Leaks are claiming big jumps in performance for the next-gen Lovelace GPUs.

Andrew Cunningham
– May 16, 2022 5:52 pm UTC

Enlarge / Nvidia’s “Lovelace” RTX 4000 GPUs will be faster than the top-end RTX 3090 Ti.

Nvidia

It has been nearly two years since Nvidia introduced its Ampere GPU architecture in the GeForce RTX 3080, and the company is reportedly gearing up to announce its replacement. Tom’s Hardware reports, based on tweets from a normally reliable leaker, that the RTX 4000-series and its Lovelace GPU architecture will begin rolling out early in Q3 of this year.

It has been so difficult to buy Nvidia’s RTX 3000-series GPUs for so long that it feels almost too soon to be talking about their replacements, though there was a similar two-year-ish gap between the first RTX 2000 GPUs and the RTX 3000 series.

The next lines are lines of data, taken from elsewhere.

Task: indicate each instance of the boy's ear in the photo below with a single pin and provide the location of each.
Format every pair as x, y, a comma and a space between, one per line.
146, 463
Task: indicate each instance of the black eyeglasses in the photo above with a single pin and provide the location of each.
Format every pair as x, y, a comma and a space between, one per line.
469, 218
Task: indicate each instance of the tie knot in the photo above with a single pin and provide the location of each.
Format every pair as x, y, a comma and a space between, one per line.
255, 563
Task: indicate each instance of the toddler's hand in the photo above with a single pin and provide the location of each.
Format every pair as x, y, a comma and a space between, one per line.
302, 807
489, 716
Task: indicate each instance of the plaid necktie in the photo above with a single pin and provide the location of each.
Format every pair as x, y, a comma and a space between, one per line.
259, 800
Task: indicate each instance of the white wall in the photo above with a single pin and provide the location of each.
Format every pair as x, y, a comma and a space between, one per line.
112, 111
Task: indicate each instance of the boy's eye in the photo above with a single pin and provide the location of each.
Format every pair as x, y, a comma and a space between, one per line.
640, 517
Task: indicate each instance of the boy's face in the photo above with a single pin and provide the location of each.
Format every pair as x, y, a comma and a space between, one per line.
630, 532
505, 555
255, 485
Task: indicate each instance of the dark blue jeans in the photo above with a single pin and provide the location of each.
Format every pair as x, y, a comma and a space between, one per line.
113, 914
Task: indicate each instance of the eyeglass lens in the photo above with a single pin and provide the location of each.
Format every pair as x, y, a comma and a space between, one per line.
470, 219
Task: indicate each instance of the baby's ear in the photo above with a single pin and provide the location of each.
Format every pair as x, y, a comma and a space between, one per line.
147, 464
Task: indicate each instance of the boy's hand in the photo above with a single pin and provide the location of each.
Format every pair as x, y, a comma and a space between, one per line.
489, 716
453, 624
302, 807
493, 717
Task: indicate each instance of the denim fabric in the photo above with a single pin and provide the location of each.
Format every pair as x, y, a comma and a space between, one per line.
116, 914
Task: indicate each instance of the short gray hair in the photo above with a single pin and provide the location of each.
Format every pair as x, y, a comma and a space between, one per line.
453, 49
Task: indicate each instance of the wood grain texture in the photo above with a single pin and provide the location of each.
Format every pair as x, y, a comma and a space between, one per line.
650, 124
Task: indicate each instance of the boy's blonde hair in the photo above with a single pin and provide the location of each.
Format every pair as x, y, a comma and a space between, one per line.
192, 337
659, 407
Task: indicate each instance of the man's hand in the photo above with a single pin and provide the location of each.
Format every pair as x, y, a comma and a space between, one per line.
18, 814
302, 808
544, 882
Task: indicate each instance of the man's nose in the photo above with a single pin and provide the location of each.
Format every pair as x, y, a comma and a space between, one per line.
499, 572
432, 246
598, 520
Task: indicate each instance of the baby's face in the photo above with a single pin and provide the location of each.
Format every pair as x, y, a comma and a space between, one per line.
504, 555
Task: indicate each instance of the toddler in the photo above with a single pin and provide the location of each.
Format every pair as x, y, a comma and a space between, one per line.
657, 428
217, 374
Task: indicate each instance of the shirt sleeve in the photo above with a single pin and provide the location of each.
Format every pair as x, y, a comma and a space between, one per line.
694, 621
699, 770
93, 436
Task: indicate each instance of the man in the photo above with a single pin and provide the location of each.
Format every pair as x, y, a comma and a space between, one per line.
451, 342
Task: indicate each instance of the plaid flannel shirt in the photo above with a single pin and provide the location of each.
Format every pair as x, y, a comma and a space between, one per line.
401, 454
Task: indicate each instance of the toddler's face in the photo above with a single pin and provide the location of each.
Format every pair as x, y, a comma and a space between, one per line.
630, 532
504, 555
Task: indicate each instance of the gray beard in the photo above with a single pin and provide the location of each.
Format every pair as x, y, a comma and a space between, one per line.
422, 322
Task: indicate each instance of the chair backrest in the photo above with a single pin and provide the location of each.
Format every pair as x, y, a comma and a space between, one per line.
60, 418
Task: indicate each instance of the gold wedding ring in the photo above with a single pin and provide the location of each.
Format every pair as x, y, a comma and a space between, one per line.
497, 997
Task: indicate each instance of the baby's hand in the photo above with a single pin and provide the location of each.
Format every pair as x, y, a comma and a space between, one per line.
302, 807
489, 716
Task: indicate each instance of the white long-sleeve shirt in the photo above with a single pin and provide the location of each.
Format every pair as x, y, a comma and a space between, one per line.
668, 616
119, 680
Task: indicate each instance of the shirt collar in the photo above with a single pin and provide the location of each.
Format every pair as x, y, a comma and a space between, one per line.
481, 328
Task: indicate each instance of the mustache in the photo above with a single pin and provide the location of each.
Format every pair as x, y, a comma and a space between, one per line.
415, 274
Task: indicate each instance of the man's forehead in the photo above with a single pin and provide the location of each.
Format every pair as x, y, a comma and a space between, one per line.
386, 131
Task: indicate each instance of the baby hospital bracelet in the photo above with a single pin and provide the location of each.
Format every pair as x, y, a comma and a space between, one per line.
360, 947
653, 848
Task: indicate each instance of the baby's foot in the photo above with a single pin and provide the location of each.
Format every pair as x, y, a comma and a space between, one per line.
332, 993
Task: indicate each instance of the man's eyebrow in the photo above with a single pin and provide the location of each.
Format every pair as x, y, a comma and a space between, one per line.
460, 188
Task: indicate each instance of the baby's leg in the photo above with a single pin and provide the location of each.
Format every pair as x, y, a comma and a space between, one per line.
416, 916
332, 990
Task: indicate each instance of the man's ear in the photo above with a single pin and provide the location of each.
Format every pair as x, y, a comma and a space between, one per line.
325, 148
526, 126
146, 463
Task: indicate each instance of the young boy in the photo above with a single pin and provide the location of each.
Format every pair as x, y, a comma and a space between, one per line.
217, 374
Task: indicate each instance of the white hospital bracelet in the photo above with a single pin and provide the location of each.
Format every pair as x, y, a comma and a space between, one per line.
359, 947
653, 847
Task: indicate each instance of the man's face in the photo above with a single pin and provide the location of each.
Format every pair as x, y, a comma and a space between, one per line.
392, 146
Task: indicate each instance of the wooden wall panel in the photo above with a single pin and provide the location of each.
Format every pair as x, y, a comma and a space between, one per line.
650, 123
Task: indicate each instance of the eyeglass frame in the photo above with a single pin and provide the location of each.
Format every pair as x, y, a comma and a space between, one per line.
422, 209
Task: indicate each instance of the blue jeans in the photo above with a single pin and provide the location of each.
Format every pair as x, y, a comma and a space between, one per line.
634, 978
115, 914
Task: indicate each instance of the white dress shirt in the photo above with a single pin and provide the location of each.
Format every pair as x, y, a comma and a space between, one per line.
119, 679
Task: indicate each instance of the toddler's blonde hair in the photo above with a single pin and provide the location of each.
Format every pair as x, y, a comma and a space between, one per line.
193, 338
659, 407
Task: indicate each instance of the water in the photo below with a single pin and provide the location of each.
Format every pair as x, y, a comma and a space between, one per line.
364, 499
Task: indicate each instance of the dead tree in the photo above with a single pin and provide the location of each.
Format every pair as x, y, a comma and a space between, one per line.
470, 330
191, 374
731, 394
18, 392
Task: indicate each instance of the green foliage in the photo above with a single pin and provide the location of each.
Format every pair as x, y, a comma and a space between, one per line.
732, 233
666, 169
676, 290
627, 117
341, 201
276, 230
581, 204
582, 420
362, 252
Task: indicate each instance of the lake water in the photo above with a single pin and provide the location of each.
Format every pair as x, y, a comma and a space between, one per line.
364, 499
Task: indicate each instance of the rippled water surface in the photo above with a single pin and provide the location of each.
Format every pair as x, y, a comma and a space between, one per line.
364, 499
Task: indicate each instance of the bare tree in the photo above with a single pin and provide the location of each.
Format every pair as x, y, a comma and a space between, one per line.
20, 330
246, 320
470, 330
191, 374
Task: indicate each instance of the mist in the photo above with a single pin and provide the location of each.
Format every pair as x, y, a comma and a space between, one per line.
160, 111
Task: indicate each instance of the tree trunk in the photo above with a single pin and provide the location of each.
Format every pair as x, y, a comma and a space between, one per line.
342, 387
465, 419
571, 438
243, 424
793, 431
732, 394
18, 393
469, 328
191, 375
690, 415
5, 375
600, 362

The difference is in how long it took Ampere to trickle all the way down to the bottom of the lineup. The Turing architecture debuted in September 2018 and had made its way down to the low-end GeForce GTX 1650 by April 2019; the first Ampere cards appeared in September 2020 but didn’t come to the GeForce RTX 3050 until January 2022.

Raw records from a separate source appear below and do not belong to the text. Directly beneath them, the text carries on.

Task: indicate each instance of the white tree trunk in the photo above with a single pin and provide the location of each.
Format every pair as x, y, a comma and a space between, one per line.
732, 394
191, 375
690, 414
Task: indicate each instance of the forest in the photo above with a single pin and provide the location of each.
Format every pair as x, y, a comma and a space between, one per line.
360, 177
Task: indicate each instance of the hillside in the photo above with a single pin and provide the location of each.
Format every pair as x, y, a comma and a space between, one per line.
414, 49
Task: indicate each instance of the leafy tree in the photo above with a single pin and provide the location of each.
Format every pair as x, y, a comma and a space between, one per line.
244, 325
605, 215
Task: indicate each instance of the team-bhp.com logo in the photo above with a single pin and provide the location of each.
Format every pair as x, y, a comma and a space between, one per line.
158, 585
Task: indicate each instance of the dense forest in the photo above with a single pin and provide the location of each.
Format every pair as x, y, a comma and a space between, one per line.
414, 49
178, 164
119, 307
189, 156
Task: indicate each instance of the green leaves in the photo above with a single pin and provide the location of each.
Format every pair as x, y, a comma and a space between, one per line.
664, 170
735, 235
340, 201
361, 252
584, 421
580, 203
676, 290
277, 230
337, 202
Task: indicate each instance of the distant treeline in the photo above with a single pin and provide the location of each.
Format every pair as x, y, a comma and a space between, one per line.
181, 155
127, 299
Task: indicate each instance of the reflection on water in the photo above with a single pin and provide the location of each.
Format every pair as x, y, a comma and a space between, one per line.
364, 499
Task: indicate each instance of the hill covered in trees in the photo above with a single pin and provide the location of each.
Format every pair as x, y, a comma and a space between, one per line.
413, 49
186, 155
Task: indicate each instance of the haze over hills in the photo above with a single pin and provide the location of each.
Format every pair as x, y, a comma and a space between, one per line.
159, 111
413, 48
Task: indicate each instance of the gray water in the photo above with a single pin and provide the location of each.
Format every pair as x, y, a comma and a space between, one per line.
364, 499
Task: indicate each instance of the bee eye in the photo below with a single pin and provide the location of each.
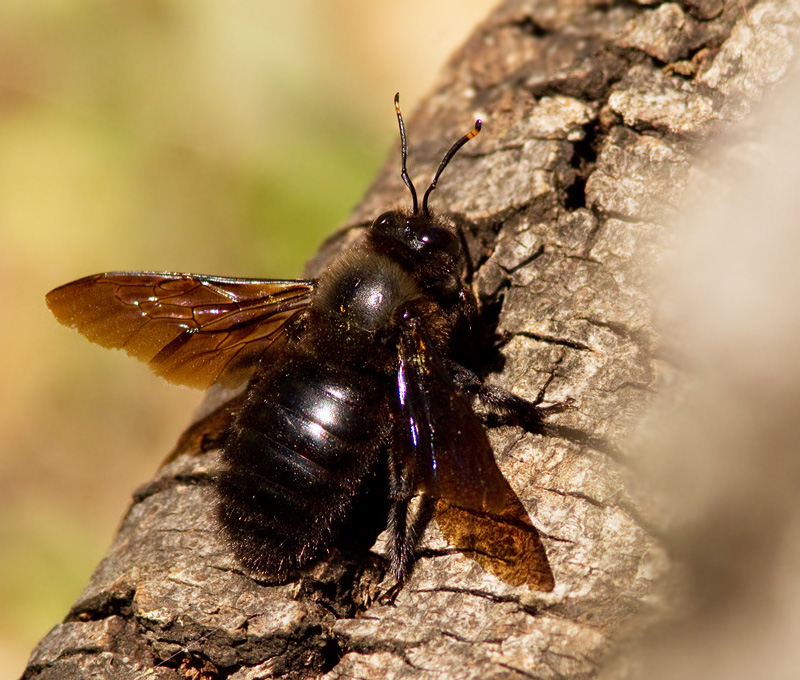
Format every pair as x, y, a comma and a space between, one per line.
437, 238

Other reports from the same source suggest that the RTX 4000 GPU could be a big boost over the top-end RTX 3090 Ti, stepping up from 84 of Nvidia’s streaming multiprocessors (SMs) to somewhere between 126 and 140 SMs. The supposed RTX 4090 will come with 24GB of GDDR6 RAM (the same amount as the RTX 3090 and 3090 Ti) and is said to roughly double the RTX 3090’s performance within the same 450 W power envelope. Whether any of these performance claims are true remains to be seen—Nvidia’s GPUs do typically offer impressive performance bumps between generations, but double the performance in the same power envelope would be an anomalously large jump, historically speaking.

We also don’t know how these GPUs will be priced, how easy they will be to get, and whether Nvidia will continue manufacturing and selling RTX 3000-series cards to meet GPU demand. The graphics card market is slowly returning to some semblance of “normal” after years of chip shortages, a cryptocurrency boom, and scalper-fueled chaos, all of which drove up both the MSRPs and the actual street prices of virtually every new and used GPU you can buy.

Nvidia has also ramped up the production of older GPUs like the GTX 1050 Ti and 1650 and the RTX 2060 to meet demand during the shortage, a practice the company could choose to continue if 4000-series GPUs are in short supply.